导入所需包，准备数据

In [4]:
import pandas as pd
import numpy as np
import pickle
import model_function
import preprocessing
from datetime import datetime
import torch
import torch.nn as nn
import torch.optim as optim
from torch.utils.data import DataLoader, Dataset

构建GRU样本，使用同一支股票连续10天的被选出的10个特征作为模型输入，预测最后一天的y值，这里使用经过截面zscore处理的y作为标签

In [5]:
with open('./data/GRU_3MAD_RZ_KNN训练样本.pkl', 'rb') as f:
    train_samples = pickle.load(f)
with open('./data/GRU_3MAD_RZ_KNN验证样本.pkl', 'rb') as f:
    valid_samples = pickle.load(f)
with open('./data/GRU_3MAD_RZ_KNN测试样本.pkl', 'rb') as f:
    test_samples = pickle.load(f)

In [6]:
start_time = datetime.now()
print("开始时间为:", start_time)

# 为节省内存，把后面验证需要的数据先生成，以便早点删除占内存极大的样本变量
GRU_valid_df_ori = pd.DataFrame(valid_samples[:, -1, [0, 1, -1]], columns=['date', 'code', 'y'])
GRU_test_result_ori = pd.DataFrame(test_samples[:, -1, [0, 1]], columns=['date', 'code'])

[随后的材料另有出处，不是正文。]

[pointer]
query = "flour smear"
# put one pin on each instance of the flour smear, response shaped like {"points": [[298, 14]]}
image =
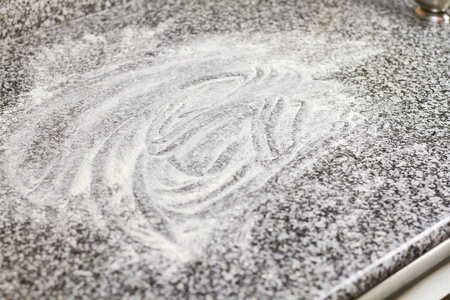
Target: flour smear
{"points": [[167, 144]]}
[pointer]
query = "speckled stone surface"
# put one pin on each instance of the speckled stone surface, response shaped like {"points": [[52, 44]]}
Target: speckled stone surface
{"points": [[356, 213]]}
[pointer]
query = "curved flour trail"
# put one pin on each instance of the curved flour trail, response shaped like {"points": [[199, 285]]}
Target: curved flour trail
{"points": [[167, 148]]}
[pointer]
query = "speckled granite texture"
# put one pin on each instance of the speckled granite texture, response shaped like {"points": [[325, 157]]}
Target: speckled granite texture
{"points": [[359, 205], [28, 16]]}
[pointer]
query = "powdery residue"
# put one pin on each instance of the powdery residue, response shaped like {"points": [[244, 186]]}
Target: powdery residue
{"points": [[168, 149]]}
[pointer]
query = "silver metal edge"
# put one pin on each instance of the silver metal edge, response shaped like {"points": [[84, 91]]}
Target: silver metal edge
{"points": [[410, 274]]}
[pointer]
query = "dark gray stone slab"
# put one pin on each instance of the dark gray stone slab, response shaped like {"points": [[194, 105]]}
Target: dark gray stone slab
{"points": [[327, 202]]}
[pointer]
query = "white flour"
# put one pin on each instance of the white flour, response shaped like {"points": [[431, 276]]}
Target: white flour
{"points": [[167, 149]]}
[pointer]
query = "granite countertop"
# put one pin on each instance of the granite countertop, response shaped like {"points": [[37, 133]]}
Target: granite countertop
{"points": [[219, 149]]}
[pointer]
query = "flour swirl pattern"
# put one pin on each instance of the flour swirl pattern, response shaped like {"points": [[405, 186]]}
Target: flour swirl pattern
{"points": [[167, 147]]}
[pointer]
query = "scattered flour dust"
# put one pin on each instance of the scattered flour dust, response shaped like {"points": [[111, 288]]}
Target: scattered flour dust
{"points": [[168, 147]]}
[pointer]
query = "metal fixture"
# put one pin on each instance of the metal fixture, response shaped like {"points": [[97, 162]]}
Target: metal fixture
{"points": [[433, 10]]}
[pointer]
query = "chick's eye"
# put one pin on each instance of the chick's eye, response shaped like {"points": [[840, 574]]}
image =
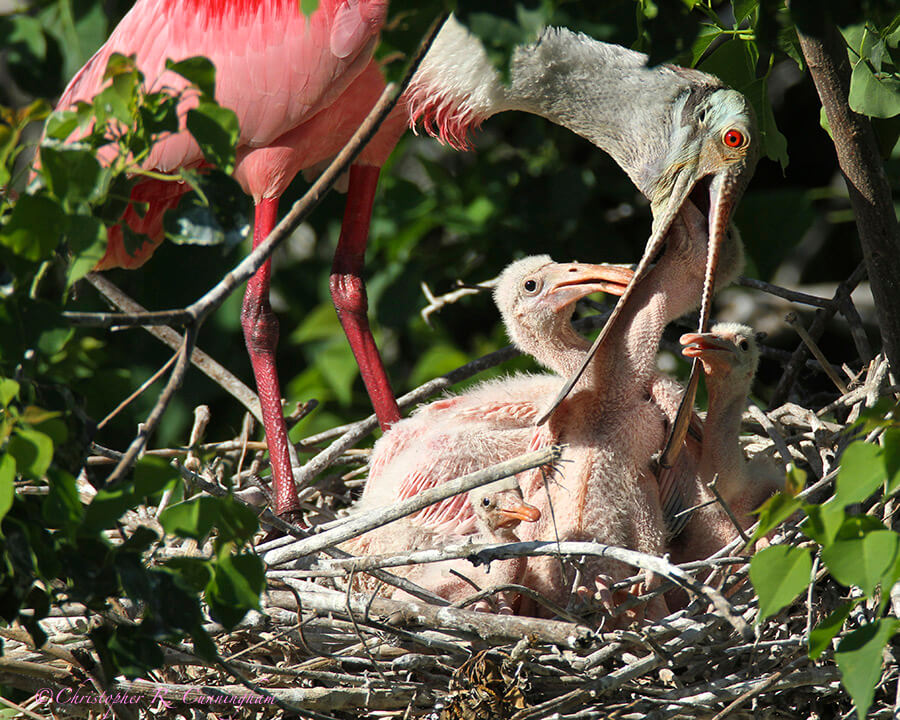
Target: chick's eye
{"points": [[733, 138]]}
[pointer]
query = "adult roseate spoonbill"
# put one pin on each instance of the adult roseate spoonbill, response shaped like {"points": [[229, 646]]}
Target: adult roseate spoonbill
{"points": [[497, 510], [300, 87], [675, 132], [494, 421], [729, 356]]}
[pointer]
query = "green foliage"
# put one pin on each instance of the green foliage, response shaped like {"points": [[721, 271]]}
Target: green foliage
{"points": [[859, 658], [779, 573], [858, 551], [438, 217]]}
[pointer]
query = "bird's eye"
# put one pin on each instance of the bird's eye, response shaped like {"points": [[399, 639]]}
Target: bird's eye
{"points": [[531, 286], [733, 138]]}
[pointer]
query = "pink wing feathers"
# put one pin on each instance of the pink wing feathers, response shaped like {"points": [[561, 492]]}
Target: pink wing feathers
{"points": [[276, 68]]}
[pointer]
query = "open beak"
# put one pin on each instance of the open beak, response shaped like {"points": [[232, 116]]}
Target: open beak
{"points": [[725, 190], [520, 512], [696, 344], [569, 282]]}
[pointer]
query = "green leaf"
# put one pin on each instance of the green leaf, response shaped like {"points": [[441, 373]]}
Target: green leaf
{"points": [[218, 213], [705, 38], [438, 360], [859, 658], [32, 450], [743, 8], [61, 124], [339, 369], [774, 511], [63, 507], [823, 522], [9, 389], [821, 636], [236, 522], [874, 94], [319, 324], [152, 475], [795, 480], [118, 101], [216, 131], [866, 562], [861, 474], [774, 144], [779, 574], [159, 113], [87, 243], [110, 502], [891, 456], [72, 173], [198, 71], [235, 587], [7, 483], [35, 227]]}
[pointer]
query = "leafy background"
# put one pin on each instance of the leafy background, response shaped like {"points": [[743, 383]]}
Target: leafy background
{"points": [[529, 187], [440, 215]]}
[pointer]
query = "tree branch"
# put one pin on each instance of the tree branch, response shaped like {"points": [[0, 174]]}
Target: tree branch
{"points": [[867, 183]]}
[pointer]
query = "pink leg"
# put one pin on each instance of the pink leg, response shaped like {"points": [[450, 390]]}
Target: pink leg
{"points": [[349, 292], [261, 335]]}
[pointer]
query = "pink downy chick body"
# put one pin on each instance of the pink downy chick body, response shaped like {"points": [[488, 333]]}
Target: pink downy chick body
{"points": [[497, 509], [729, 355], [494, 421], [613, 425]]}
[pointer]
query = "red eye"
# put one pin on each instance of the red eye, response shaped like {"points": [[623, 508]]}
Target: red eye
{"points": [[734, 138]]}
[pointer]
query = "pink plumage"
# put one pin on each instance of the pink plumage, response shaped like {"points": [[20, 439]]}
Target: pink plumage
{"points": [[300, 87]]}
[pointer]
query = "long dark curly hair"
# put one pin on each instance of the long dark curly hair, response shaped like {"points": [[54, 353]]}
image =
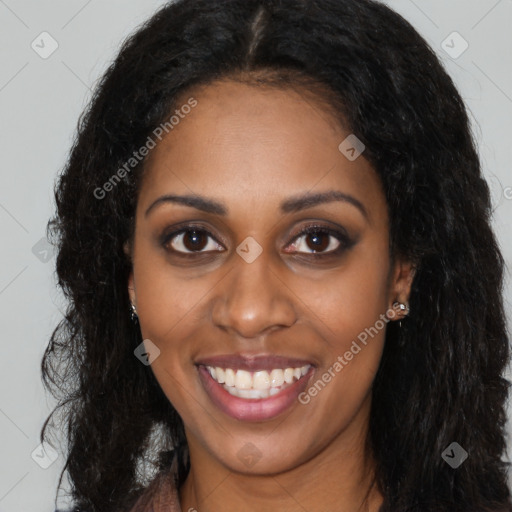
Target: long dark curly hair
{"points": [[441, 374]]}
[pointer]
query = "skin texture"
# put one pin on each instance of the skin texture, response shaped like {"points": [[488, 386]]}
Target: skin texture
{"points": [[250, 149]]}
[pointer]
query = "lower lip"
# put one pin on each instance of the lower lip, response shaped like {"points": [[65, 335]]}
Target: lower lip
{"points": [[258, 409]]}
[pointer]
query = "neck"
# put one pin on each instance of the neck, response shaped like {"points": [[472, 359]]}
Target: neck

train_targets = train_samples[:, -1, -1].astype(float)
train_features = train_samples[:, :, 2:-2].astype(float)
valid_targets = valid_samples[:, -1, -1].astype(float)
valid_features = valid_samples[:, :, 2:-2].astype(float)
test_features = test_samples[:, :, 2:].astype(float)

end_time = datetime.now()
print("结束时间为:", end_time)
print("处理时间为：", end_time - start_time)

开始时间为: 2024-04-23 23:11:21.290001
结束时间为: 2024-04-23 23:15:45.374344
处理时间为： 0:04:24.084343


In [7]:
del train_samples
del valid_samples
del test_samples

In [8]:
# 定义数据集类
class StockDataset(Dataset):
    def __init__(self, features, targets):
        self.features = torch.tensor(features, dtype=torch.float)
        self.targets = torch.tensor(targets, dtype=torch.float)

    def __len__(self):
        return len(self.features)

    def __getitem__(self, idx):
        return self.features[idx], self.targets[idx]

In [9]:
# 准备数据集
train_dataset = StockDataset(train_features, train_targets)
valid_dataset = StockDataset(valid_features, valid_targets)

In [10]:
device = torch.device("cuda" if torch.cuda.is_available() else "cpu")
print("使用的设备:", device)

使用的设备: cuda


In [41]:
# 定义GRU模型
class GRUNet(nn.Module):
    def __init__(self, input_size, hidden_size, num_layers=1):
        super(GRUNet, self).__init__()
        self.hidden_size = hidden_size
        self.num_layers = num_layers
        self.gru = nn.GRU(input_size, hidden_size, num_layers, dropout=0.1, batch_first=True) #加入dropout减少过拟合
        self.bn = nn.BatchNorm1d(hidden_size)
        self.fc = nn.Linear(hidden_size, 1)

    def forward(self, x):
        h0 = torch.zeros(self.num_layers, x.size(0), self.hidden_size).to(x.device)  # 默认使用全零张量作为初始隐藏状态
        # 前向传播 GRU
        out, _ = self.gru(x, h0)
        # 取最后一个时间步的输出
        out = out[:, -1, :]
        # 批量归一化
        out = self.bn(out)
        # 全连接层
        out = self.fc(out)
        return out

# 用IC作为损失函数
def pearson_correlation(x, y):
    cov = torch.mean((x - torch.mean(x)) * (y - torch.mean(y)))
    std_x = torch.std(x)
    std_y = torch.std(y)
    return cov / (std_x * std_y)

class PearsonLoss(nn.Module):
    def __init__(self):
        super(PearsonLoss, self).__init__()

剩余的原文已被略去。